The year was 1967, and 23-year-old Syracuse University student Bob Wheeler had been hitchhiking across the country, conducting hundreds of interviews for his master’s thesis, an oral history of legendary American Indian athlete and Olympian Jim Thorpe.
Armed with a bulky, reel-to-reel tape recorder, Mr. Wheeler had met with Thorpe’s widow. He’d visited former President Eisenhower, who as an Army cadet played against Thorpe in a 1912 college football game.
Then the interviewer ran into a problem. He was outside the MGM Studios lot in Culver City, Calif., pleading with a security guard. He was determined to speak with Burt Lancaster, who had portrayed Thorpe in a film; the guard was determined to remove the unexpected visitor from the premises.
“One call,” Mr. Wheeler said. “Let me make one call to his office.”
The guard relented. The student picked up a phone and soon found himself in Lancaster’s office, surrounded by Telly Savalas, Ossie Davis and Shelley Winters.
“Burt Lancaster asked them to excuse themselves for a while,” Mr. Wheeler said. “He then closed the door — and latched the deadbolt! He just relished talking about his hero, Jim Thorpe.”
Decades later, Mr. Wheeler can relate. The 68-year-old author of “Jim Thorpe: World’s Greatest Athlete” will be speaking about Thorpe on Friday afternoon at the National Museum of the American Indian as part of the museum’s ongoing exhibition “Best in the World: Native Athletes in the Olympics.”
A member of the Sac and Fox tribe and a two-time Olympic gold medalist in track and field, Thorpe excelled in numerous sports, helped found and popularize the National Football League and was arguably the best-known, most-revered athlete of his era.
“He’s a major hero for a lot of American Indian athletes,” said Jim Adams, a senior historian with the National Museum of the American Indian. “But he also was probably one of the first American Indians to become a real national hero without a connection to being an Indian or a chief or something.
“His achievements were historic. They helped form a great deal of American popular culture. And he really was the greatest American athlete of the 20th century.”
A mythic man
True story: Before the final event of the decathlon at the 1912 Olympics in Stockholm — a 1,500-meter foot race — Thorpe reached into his bag and found that his shoes were missing.

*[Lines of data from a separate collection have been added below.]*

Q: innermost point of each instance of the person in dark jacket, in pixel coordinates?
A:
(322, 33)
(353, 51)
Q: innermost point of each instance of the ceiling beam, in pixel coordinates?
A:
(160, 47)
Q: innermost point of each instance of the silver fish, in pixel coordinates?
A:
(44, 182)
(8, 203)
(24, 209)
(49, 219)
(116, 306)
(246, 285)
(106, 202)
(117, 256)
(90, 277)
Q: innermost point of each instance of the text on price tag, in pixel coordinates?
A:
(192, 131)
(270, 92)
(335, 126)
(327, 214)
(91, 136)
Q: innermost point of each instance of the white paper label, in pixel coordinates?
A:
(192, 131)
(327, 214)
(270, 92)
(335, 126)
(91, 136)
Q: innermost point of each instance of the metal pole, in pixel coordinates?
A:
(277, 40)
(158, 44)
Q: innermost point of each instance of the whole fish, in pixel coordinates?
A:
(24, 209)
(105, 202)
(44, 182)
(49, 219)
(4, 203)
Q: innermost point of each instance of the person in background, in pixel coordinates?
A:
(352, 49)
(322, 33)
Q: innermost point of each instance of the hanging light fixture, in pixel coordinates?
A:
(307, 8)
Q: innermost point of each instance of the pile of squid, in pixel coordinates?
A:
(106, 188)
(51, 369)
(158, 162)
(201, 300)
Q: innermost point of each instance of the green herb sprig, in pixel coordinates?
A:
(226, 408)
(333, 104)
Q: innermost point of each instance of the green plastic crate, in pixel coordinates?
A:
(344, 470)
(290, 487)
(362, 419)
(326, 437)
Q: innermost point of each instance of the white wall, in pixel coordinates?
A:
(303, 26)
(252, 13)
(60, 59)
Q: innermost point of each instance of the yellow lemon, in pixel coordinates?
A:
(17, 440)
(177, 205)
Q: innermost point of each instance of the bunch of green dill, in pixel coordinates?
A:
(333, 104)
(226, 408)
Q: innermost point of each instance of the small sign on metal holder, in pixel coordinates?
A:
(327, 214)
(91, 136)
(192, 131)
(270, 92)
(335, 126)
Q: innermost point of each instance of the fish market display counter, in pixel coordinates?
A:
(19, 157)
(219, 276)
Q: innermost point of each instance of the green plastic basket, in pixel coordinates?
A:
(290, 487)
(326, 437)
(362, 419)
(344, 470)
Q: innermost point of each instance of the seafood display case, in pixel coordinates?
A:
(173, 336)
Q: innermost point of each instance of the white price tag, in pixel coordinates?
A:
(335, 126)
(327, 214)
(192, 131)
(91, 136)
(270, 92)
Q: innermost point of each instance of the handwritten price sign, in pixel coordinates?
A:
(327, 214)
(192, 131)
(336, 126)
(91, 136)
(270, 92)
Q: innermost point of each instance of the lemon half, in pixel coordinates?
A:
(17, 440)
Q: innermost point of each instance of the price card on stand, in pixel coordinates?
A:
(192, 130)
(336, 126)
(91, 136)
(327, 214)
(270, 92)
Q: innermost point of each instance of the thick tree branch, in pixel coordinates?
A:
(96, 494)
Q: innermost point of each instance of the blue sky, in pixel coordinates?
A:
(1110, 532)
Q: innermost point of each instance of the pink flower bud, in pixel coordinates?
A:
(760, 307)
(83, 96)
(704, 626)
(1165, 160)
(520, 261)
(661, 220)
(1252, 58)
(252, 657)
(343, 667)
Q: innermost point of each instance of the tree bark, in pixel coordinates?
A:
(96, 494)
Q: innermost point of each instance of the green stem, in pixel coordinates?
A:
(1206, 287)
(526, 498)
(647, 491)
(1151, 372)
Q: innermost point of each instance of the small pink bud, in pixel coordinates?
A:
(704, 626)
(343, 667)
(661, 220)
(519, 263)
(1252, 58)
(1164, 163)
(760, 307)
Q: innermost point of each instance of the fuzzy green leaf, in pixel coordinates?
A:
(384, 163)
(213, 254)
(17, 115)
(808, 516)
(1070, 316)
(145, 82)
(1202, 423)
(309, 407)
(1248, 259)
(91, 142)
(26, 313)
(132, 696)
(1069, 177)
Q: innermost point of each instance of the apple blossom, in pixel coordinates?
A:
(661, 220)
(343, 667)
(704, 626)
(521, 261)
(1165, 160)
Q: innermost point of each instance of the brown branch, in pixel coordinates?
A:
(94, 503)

Undaunted, he borrowed one shoe from a teammate and found another in a trash can. The discarded shoe was too small for Thorpe’s foot; the borrowed shoe was so large that he had to wear extra pairs of socks to keep it from slipping off.
Still, he captured a gold medal and won the race in 4 minutes, 40.1 seconds — an Olympic decathlon record time unsurpassed until 1972.
“In the 400-meter race [in the London Olympics decathlon] a couple of days ago, the gold medal winner beat Jim’s time by 0.7 of a second,” Mr. Wheeler said. “That’s on a modern, high-tech composite track. The track was cinder when Jim ran.
“During the 1912 Olympic tryouts, Jim threw the javelin standing still. He didn’t know you could have an unlimited run-up approach. He didn’t have any sophisticated training. His was that of a 6-year-old boy growing up in the Oklahoma Indian territory, going on 30-mile hunts with his father and catching horses.”
A teenage orphan-turned-track star at Pennsylvania’s Carlisle Indian Industrial School, Thorpe was introduced to football by storied coach Glenn “Pop” Warner. As a joke one day, Warner tossed Thorpe a football and told him to run through a dozen defenders as “tackle practice.”
Thorpe proceeded to do so. Twice.
“You’re supposed to let them tackle you, Jim!” Warner said.
“Nobody is going to tackle Jim,” Thorpe said.
He went on to become a two-time All-American. He led Carlisle to victories over Harvard and Army, and biographer Kate Buford believes that he may have been the first collegian to rush for 2,000 yards in a single season.
Standing 5-feet-10 and weighing 185 pounds, Thorpe competed in as many as 20 sports in his lifetime, including basketball, boxing, tennis and lacrosse. He even won an intercollegiate ballroom dancing championship.
Still, when Warner first suggested to Thorpe that he participate in the 1912 Olympics, the latter man had no idea the games existed.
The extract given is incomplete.